Um menino, a pouco saídos dos cueiros, foi deixado num bueiro por uma mãe desesperada, a quem não restava nada senão largar seu infante aos cuidados de quem quer que fosse, ou dos deuses ou dos diabos. Sozinha, a criança berrava, e naquela mesma encruzilhada, por saber ou querer profundo, encontraram-se no mundo Deus e o Diabo. Deus abriu o papo indagando a quem aquela criança pertencera. O Diabo, na rabeira, disse que o infante seria dele filho, pelo olhar de escuro brilho. Deus, então, onipresente, veio com dois relâmpagos candentes a iluminar a noite.

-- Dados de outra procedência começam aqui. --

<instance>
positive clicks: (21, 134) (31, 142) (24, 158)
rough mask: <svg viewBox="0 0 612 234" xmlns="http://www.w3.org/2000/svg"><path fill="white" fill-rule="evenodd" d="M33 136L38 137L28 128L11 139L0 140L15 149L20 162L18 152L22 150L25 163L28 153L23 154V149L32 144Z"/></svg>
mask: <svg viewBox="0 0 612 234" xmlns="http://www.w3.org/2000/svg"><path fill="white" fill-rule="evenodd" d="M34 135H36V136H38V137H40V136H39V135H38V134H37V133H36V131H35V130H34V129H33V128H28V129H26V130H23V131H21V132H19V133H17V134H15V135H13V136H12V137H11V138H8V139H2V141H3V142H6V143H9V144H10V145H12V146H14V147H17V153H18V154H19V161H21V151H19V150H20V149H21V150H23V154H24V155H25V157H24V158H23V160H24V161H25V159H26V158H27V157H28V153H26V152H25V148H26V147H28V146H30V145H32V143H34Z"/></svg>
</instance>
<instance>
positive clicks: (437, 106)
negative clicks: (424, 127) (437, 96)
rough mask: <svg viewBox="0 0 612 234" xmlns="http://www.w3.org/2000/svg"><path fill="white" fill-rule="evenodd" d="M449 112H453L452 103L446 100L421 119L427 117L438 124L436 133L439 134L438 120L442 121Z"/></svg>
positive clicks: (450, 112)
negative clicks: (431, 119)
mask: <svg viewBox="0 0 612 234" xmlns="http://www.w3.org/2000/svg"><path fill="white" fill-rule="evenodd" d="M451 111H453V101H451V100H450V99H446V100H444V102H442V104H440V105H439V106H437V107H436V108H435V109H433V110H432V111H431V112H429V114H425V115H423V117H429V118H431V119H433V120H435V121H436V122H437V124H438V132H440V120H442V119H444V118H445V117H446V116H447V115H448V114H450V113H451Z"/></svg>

E o Diabo, sem receio, deu de mão nos arreios de seu cavalo e de fogo fez um açoite. Que Deus recebeu faceiro, lisonjeiro mandando os raios ao Diabo de volta. E seguiu-se o troca-troca de pancadas durante dias e madrugadas, até que numa tarde invernada, saiu a criança das fraldas e disse assim aos dois briguentos:
– Não me bastam seus unguentos e tormentos, sejam do céu sejam do inferno, a mim bastam os olhos ternos de um confrade de humanidade para que a claridade me inunde as retinas. Quero explorar enseadas e enfrentar barricadas sozinho, pois o caminho é daquele que o desenha. Se o Diabo meus cabelos desgrenha, Deus minha fronte projeta, forte. E não há sul nem norte que me guie, minha rosa dos ventos desvia de qualquer polo magnético, e gira até descolar do ar a indicar o rumo. Este é meu prumo e assim o serei, como súdito ou como rei, mas sempre com a certeza de que, sobre a mesa, somente as cartas que lancei.
E saiu, sozinho e grande, do tamanho de suas dúvidas e certezas. Deus e o Diabo sorriram, sabendo que ali estava só o começo da peleja.